Suppose we would analyze current statistical practice from a user experience (UX) perspective. Most CHI scientists interested in empirical research understand WHY statistics is relevant, although most of the motivation is extrinsic (it is needed to get quantitative research published). There however seems to be much confusion in the scientific community about WHAT statistics actually does (or doesn’t do), and there is virtually no understanding of HOW statistics works. This can lead to statistics anxiety, or at least confusion and uncertainty about how to interpret statistical results.

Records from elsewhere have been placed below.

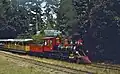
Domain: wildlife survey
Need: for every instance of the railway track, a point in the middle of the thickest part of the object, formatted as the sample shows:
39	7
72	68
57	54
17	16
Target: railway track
106	66
63	69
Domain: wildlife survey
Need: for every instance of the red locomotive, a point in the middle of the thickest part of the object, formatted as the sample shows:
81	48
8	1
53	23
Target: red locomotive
52	47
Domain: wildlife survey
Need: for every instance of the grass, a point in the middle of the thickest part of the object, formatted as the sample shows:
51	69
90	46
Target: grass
10	66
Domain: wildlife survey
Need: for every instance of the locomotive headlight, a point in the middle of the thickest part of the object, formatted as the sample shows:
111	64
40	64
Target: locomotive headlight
87	51
74	47
81	43
66	47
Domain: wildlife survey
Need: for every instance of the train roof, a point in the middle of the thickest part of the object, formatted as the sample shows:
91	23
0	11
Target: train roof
15	40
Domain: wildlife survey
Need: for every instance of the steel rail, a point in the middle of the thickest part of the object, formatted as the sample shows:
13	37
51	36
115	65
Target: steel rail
48	65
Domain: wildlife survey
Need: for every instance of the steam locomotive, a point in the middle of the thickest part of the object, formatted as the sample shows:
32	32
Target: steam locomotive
51	47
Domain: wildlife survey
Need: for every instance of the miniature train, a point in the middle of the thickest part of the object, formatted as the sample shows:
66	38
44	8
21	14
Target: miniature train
52	47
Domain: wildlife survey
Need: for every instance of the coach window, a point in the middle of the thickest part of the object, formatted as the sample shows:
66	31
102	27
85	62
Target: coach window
45	42
50	42
57	40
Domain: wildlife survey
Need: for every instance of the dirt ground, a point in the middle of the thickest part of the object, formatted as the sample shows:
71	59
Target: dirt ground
12	66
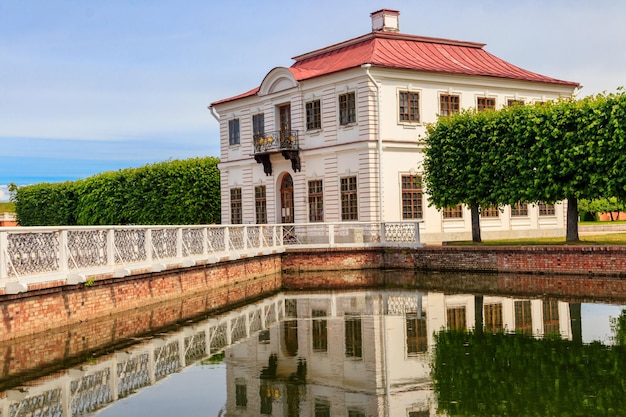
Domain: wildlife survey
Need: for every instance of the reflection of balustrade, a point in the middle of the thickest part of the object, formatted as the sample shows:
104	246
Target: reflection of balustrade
97	384
43	254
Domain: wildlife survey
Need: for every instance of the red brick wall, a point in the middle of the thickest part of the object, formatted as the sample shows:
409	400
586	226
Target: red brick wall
36	311
555	260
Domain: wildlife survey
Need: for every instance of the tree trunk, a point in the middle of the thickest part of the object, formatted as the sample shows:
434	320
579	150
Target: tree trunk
572	220
475	223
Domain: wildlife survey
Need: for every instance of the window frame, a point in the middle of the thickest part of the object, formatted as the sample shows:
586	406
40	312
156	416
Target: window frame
313	111
234	132
448	111
412	198
348	187
412	105
453	212
258	124
260	204
545	209
347	108
236	206
519	209
316	200
490	212
484	105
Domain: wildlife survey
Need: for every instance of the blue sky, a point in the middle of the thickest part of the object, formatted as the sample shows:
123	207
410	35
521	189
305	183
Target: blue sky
88	87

This situation is far removed from the UX perspective on technology that drives the CHI community, i.e., that technology should support people in enjoying their activities and help them to be confident about the work that they produce. The CHI course “Insights into Experimental Data through Interactive and Intuitive Statistics” aims at lifting some of the myths surrounding statistics. It shows how many seemingly different statistical techniques can be derived from a few basic principles. It also offers an interactive environment (the ILLMO program developed by the course lecturer) to practice with the newly proposed approach. Specifically, the course addresses how frequent statistical tasks such as hypothesis testing, linear regression and clustering can be performed in a more intuitive and interactive way.
So, WHAT does statistics actually do? Unlike what some people seem to think, statistics doesn’t tell you anything about your data, as the data is assumed to be fixed (e.g., if I toss a coin 10 times and obtain 4 heads (H) and 6 tails (T), this observation is accepted as it is). Statistics instead establishes the likelihood of different alternative models that you propose for your data (how likely is it that the coin is fair, i.e., has equal probability of producing H and T?). This allows statistics to separate likely from unlikely models.
HOW does statistics determine the likelihood of different alternative models? Statistics uses a criterion to express the correspondence (technical term: divergence) between the actual data (e.g., 6 H and 4 T) and any model prediction (e.g., equal probability of p=0.5 for H and T in case of a fair coin). The difference in amplitude of this criterion for two alternative models determines the likelihood ratio of both models. This likelihood ratio can for instance be used to establish confidence intervals for model parameters (e.g., which values for the probability p of an H, and a probability of 1-p for a T, are within the 95% confidence interval).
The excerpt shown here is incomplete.